Espera-se uma votação em massa para dar a maioria absoluta ao Scottish National Party (SNP) liderado por Alex Salmond. O SNP já garantiu que, se efectivamente conseguir a referida maioria, consultará o povo escocês, de pronto, propondo-lhe a saída do Reino Unido e da Grã-Bretanha e a requisição da independência nacional que o Tratado de 1707 fez suspender.
Como seria de esperar, o «New Labour», pressentiu a perigo e começou a desenvolver esforços para chamar a seu favor o sentimento da Escócia. e reconhecendo que a maioria absoluta no novo Parlamento lhes poderá fugir, os políticos trabalhistas estão a preparar-se para uma situação de minoria mas que lhes permita governar em Edimburgo numa coligação a realizar com os liberais-democratas. Todavia, as sondagens à opinião pública iludem esse desígnio e demostram que a Escócia se desviará das manobras de Blair e do poder inglês de Westminster para avançar, resolutamente, no caminho da independência.

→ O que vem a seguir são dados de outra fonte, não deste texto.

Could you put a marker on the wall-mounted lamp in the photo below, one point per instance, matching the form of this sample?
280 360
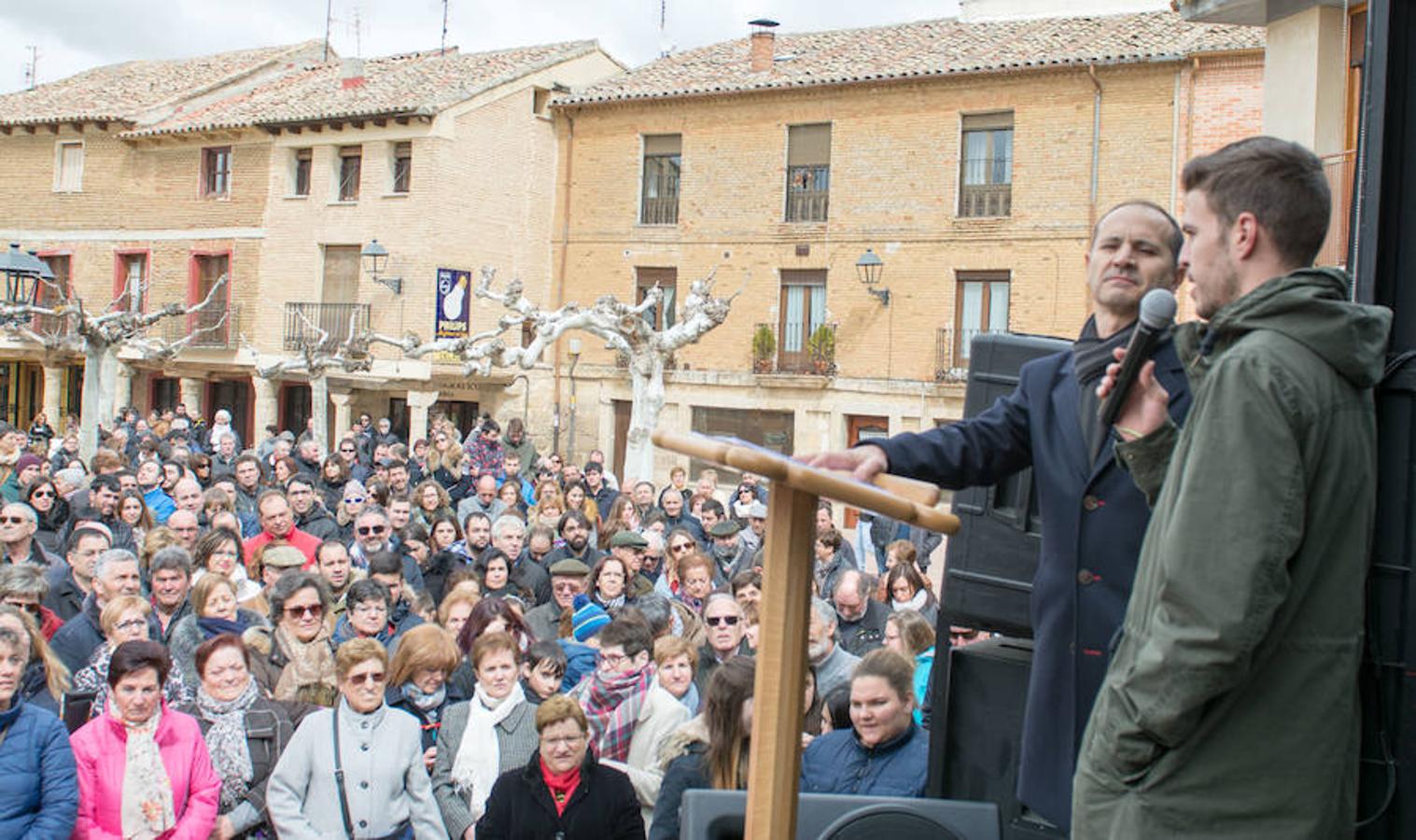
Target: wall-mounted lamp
375 259
868 270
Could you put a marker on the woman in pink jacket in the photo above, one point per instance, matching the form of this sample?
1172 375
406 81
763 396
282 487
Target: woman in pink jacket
143 769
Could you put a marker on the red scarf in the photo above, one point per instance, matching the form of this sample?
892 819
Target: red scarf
561 785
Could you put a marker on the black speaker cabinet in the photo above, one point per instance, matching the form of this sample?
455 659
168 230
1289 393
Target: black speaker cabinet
975 741
991 560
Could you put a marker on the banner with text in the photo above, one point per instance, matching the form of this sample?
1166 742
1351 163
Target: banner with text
454 303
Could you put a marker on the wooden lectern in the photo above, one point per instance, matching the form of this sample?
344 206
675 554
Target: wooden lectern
775 763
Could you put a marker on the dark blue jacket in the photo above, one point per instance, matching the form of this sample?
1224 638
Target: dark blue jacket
837 763
1093 520
38 787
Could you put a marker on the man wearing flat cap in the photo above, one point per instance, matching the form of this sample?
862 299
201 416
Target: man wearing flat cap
568 580
629 549
730 552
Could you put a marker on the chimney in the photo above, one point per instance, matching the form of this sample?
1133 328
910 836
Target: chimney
351 73
762 44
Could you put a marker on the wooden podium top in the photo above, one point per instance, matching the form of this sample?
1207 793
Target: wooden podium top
785 613
898 497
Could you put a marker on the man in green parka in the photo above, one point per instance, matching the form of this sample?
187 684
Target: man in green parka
1231 702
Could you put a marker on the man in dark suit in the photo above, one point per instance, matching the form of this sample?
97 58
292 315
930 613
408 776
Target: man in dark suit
1093 517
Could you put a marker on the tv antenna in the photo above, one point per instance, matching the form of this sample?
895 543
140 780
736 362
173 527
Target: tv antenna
442 46
32 68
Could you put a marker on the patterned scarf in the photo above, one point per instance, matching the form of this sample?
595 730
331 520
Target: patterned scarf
309 676
227 743
479 760
147 793
612 705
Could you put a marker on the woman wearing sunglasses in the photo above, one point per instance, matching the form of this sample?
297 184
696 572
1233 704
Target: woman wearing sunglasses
295 661
358 769
51 511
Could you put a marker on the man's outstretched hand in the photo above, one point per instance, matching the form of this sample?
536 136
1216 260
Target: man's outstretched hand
862 462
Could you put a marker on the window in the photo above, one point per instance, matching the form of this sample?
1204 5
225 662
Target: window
303 158
340 276
662 316
68 167
216 172
659 203
808 172
132 282
772 429
986 164
980 306
402 166
800 312
350 163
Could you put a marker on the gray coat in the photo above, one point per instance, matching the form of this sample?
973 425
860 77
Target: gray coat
517 743
384 777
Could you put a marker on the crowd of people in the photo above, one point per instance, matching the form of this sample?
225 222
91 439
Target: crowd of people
454 637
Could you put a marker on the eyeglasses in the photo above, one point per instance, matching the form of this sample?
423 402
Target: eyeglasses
309 609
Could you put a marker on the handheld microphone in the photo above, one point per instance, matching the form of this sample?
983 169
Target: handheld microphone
1157 315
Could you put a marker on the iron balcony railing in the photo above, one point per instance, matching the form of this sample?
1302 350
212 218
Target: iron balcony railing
808 190
816 356
952 353
340 320
985 200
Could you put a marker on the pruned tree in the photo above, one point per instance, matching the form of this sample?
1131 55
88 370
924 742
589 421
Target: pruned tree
99 337
624 329
317 353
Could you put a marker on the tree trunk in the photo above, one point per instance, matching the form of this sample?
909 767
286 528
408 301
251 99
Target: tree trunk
648 402
99 374
320 408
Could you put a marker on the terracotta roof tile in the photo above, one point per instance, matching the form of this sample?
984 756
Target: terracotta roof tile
923 49
416 82
123 92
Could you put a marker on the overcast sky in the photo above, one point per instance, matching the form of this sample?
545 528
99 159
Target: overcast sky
78 35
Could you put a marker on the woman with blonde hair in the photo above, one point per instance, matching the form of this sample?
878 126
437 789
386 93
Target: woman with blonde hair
484 736
46 679
377 784
418 681
123 619
430 502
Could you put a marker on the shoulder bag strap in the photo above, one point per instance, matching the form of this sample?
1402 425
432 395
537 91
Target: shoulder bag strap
339 779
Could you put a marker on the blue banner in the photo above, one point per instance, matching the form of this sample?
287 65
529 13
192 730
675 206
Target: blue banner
454 303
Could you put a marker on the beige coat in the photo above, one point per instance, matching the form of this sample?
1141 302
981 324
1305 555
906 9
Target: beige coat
657 720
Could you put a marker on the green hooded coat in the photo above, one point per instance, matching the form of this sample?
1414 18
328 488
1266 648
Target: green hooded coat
1231 702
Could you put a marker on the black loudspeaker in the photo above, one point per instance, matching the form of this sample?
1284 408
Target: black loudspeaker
975 743
991 560
718 815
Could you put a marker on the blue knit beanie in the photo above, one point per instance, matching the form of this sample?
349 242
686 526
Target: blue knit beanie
589 618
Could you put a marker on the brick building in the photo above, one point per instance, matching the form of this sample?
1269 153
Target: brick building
970 156
273 167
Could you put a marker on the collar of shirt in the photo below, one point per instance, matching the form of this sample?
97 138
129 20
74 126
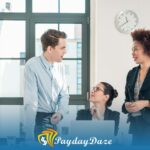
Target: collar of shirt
47 65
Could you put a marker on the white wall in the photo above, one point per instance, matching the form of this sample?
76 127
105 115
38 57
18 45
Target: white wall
111 50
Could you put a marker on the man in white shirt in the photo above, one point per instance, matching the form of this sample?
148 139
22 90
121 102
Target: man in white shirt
46 93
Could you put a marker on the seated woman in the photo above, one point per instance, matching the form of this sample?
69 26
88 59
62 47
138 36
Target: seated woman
101 96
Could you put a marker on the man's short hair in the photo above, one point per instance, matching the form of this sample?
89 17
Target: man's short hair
51 38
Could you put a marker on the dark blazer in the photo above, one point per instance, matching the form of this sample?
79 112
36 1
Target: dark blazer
144 93
85 114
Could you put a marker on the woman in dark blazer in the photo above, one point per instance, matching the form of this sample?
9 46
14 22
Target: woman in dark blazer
137 90
101 96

Relações entre portugueses e escoceses são
Temas de História

É altura, talvez, de alguém em Portugal escrever uma «História das relações luso-escocesas». Travámos conhecimento, há anos, com um português, Aníbal Figueiras, que conseguiu escrever um trabalho dessa natureza mas, infelizmente, levou o manuscrito consigo quando se atirou às frias águas do Loch Oich – achava-se devastado na impossibilidade do amor que nutria pela princesa das Highlands, Hazel Macdonald. Sabemos, por exemplo, que historiadores escoceses qualificam a língua portuguesa com «um idioma de rosas» enquanto descreviam o aparecimento de piratas ao largo dos portos de Leith, Dundee, Kirkaldy e Aberdeen. Outros descreveram as relações comerciais entre os dois povos.
Sabe-se, igualmente, que entre os cruzados que ajudaram na conquista de Lisboa se contavam aventureiros escoceses. E o grande educador e mestre da filosofia e da História, George Buchanan, que leccionou na Universidade de Bordéus e se deixou persuadir a fazer o mesmo em Portugal, viveu durante cinco anos sob prisão domiciliária e apertada vigilância da Inquisição; tudo em consequência das suas ideias abertas e modernizadoras.
Uma das mais salientes figuras no conjunto das relações entre a Escócia e Portugal foi, sem dúvida, Sir Charles Napier (1786-1860). Nascido em Merahiston Hall, perto de Falkirk, foi na qualidade de almirante da esquadra britânica que desembarcou na costa portuguesa para juntar-se ao exército de Wellington. Assistiu à batalha do Buçaco e, tendo acompanhado o exército luso-britânico na sua consequente retirada, esteve nas Linhas de Torres Vedras.
Foi, porém, a sua participação nas operações militares conducentes ao fim do miguelismo que lhe colocou o nome, merecidamente, na História de Portugal. A sua vitória sobre a esquadra naval miguelista após uma batalha que durou mais de duas horas ao largo da baía de Lagos (05.7.1833) foi decisiva para a causa dos liberais. Pode dizer-se que essa vitória permitiu a arrancada das forças comandadas por Terceira em direcção a Lisboa onde acabariam por entrar a 24 de Julho.
Entretanto, devido a ter comandado uma força estrangeira, o Almirantado britânico riscou-o da lista de oficiais da Royal Navy, mas voltaria a reintegrá-lo, com todas as honras, em 1838. Napier comandara, dois anos antes, as tropas constitucionalistas que defenderam a capital de Portugal quando os miguelistas voltaram a tentar a conquista do poder. Entrou para o pariato português com o título de Primeiro Conde de Napier de São Vicente.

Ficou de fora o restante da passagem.